Fish brains in Niagara River contains anti-depressant chemicals

Researchers who found a high level of antidepressant therapy in the brains of fish living in the Niagara River, states that the United States wastewater management facilities should fill the gaps in the filtering activities.

The lead author, Diana Aga, Ph.D., discovered human chemical compositions or their metabolized forms in the brains of 10 different fish species learned in the Great Lakes Region. Lake Ontario and Lake Erie are linked by the Niagara River and flow along the border of the state of New York and Ontario.

Overlooked substances

Following the study by Aga and her group on the personal care and health-friendly products in the river, they stated that the chemical compounds found in these fishes are good for medication, but are often overlooked.

Aga informed the University of Buffalo News Center that these plants are geared towards eliminating phosphorus, nitrogen, and dissolved carbon compounds, but there are other chemicals that are given much attention but adds to the environment.

She further stated that the chemicals present in fishes are usually utilized in making certain serotonin uptake inhibitors (SSRIs), including many anti-depressants like Zoloft.
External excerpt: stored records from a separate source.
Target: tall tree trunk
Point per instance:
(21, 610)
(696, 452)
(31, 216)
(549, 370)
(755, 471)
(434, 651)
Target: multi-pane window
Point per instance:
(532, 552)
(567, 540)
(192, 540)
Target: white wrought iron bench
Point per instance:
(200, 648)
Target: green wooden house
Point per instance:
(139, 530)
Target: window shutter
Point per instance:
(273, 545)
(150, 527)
The report confirms that people who consume the fish may not benefit from this, but biodiversity in the river will manifest negatively.
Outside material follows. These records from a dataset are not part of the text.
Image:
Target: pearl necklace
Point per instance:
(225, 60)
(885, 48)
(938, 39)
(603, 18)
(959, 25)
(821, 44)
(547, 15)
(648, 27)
A co-author of the research, Randolph Singh, who is also a UB graduate with Ph.D. said that humans could eat these fish, but biodiversity in the water remains a significant concern.

Singh spoke to the UB News Center that these medicines might have effects on fish behavior, but they didn’t study this. He added that other scientists have proved that the survival and feeding behavior of the fish can be altered by anti-depressant, and some fish won’t notice the presence of their attackers.

Aga said that these anti-depressants get into the water bodies through human urine, and are often neglected when treating process, which is directed towards eliminating bacteria and solid waste.